The unknown now is the behavior of Mexico and its message to the Joe Biden Administration, which takes office on Wednesday.

After diligently following through with Donald Trump's instructions to stop the caravans in the south, the immigration issue was almost the only one that López Obrador and Biden addressed in the only conversation they have had so far.

In a telephone talk days before Christmas, both leaders agreed to start a new path in migration policy and, at least on paper, promised to promote "cooperation between the United States and Mexico to guarantee safe and orderly migration, contain the coronavirus, boost the economies of North America and secure the common border. "

This will also mean, as reported by the two governments, "dealing with the root causes of migration in El Salvador, Guatemala, Honduras and southern Mexico, to build a future of greater opportunity and security in the region."

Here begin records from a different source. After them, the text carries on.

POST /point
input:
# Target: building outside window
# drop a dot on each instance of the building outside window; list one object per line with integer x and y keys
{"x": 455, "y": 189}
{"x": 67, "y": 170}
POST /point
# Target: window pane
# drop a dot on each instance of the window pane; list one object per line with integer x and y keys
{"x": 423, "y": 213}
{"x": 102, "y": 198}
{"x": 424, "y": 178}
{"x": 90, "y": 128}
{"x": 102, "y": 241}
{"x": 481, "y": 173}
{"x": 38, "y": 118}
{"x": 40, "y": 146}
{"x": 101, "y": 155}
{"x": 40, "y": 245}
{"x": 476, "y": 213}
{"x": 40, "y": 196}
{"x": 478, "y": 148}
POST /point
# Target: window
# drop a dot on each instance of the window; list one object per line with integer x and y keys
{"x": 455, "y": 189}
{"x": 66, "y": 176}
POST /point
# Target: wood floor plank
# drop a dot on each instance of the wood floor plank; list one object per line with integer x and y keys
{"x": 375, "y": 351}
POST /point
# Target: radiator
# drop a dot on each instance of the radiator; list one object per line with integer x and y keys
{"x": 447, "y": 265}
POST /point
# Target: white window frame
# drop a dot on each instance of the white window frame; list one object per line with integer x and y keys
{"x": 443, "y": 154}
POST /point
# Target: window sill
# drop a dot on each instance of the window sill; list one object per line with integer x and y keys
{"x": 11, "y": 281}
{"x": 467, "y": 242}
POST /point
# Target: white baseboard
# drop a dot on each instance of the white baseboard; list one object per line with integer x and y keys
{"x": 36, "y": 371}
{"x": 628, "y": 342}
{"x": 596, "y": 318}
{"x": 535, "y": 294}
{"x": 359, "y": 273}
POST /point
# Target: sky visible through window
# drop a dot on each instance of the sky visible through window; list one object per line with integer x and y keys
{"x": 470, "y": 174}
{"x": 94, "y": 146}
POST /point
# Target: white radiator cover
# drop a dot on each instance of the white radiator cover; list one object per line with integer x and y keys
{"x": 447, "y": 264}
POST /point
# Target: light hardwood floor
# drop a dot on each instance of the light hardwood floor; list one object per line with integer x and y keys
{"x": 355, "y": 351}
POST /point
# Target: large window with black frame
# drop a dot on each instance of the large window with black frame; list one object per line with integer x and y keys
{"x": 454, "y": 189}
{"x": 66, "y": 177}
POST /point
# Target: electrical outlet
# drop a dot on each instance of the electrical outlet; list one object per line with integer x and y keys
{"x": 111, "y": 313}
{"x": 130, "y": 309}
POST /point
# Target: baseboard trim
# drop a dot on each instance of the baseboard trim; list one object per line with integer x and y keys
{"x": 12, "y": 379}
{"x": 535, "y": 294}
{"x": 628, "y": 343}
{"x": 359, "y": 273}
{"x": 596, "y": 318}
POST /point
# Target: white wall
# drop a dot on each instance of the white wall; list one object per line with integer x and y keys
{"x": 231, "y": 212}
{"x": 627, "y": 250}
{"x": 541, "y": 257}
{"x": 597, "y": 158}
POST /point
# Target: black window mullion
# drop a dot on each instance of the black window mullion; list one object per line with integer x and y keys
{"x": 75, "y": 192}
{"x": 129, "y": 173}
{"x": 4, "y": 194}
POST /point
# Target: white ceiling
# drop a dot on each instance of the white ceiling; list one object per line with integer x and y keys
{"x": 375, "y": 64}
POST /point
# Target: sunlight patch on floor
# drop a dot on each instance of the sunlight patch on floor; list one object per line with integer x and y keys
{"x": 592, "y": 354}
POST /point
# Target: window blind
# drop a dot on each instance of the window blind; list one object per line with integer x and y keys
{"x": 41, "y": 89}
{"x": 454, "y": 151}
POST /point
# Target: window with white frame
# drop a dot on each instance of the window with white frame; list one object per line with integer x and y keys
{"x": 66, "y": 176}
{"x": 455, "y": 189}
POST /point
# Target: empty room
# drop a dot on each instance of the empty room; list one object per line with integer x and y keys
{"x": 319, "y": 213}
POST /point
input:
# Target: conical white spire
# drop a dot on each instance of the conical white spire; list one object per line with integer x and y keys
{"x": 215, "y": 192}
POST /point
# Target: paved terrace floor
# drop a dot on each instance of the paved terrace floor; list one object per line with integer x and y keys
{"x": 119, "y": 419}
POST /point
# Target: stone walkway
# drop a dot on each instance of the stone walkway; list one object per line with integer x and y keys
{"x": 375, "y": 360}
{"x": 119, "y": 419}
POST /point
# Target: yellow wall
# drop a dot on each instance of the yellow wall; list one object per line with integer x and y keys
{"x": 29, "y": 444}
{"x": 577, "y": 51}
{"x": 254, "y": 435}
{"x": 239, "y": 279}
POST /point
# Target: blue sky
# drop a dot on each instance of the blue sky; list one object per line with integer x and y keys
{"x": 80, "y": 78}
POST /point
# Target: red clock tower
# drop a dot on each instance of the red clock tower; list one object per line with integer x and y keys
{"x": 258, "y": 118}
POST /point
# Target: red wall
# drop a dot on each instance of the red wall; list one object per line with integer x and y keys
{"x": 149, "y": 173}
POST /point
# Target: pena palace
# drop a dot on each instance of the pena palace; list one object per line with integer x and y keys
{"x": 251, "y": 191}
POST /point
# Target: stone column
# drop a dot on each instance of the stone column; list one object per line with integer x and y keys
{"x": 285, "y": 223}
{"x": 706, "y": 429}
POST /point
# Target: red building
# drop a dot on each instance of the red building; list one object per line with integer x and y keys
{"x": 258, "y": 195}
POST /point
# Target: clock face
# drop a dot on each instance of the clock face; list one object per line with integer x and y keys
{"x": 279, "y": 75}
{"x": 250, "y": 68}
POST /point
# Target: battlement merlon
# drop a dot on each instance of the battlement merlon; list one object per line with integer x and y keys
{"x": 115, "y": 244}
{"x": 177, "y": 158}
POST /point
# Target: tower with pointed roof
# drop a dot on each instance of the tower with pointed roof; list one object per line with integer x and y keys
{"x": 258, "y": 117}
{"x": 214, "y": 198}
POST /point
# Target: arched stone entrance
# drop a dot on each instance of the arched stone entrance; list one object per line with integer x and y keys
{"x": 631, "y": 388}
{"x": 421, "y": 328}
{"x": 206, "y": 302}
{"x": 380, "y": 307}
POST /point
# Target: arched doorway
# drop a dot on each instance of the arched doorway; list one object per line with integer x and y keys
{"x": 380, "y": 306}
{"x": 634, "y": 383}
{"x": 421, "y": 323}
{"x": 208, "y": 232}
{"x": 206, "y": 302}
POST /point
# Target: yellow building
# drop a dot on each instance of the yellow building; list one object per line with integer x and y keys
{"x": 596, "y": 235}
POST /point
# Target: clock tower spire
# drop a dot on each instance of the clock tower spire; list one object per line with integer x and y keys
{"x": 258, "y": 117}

Biden admitted in the final stretch of the electoral campaign that during the terms of Barack Obama, when he served as vice president, this emergency was not addressed with the urgency it deserved.

Now he plans to regularize 11 million people who are in the United States without papers in the first days of his administration.

Since in 2018 Mexico welcomed migrants with open arms, handing out residence permits immediately to the militarization of the southern border with the permanent presence of more than 7,000 soldiers of the National Guard, two years have passed, two delegates from Migration and many reports on a supposed

Marshall Plan

that never came.

Consequently, the reports have ushered in soldiers and a radical shift in immigration policy.

Today, the caravans have turned into an obstacle course where the next ditch is a little further south.

This time in Escuintla, four hours from the border with Mexico.

But this time, the size of the caravan is nine times the size of the previous one.

This wave of migration is of special political significance because it occurs at a crucial juncture.

Biden is about to assume the office of president of the United States and has in his hands to turn a turn to the decisions taken by Trump in the last four years.

The outgoing president and López Obrador came to cooperate to contain the caravans and in the face of threats from the magnate, who stirred up the specter of a tariff war on exports, Mexico agreed to militarize the southern border and tighten controls for migrants entering from Guatemala.

Since the migrants decided to unite and the way to try to get to the north stopped being an individual, clandestine and nocturnal adventure to become a collective and vindictive phenomenon exercised in broad daylight and on the main roads, Trump's strategy was the to transfer the migratory problem to Mexico.

Mexico in turn moved it to Guatemala and now the Central American country has placed police filters 100 kilometers further south.

Despite the words of the leaders, the only strategy they have agreed on has been to move the problem lower and lower.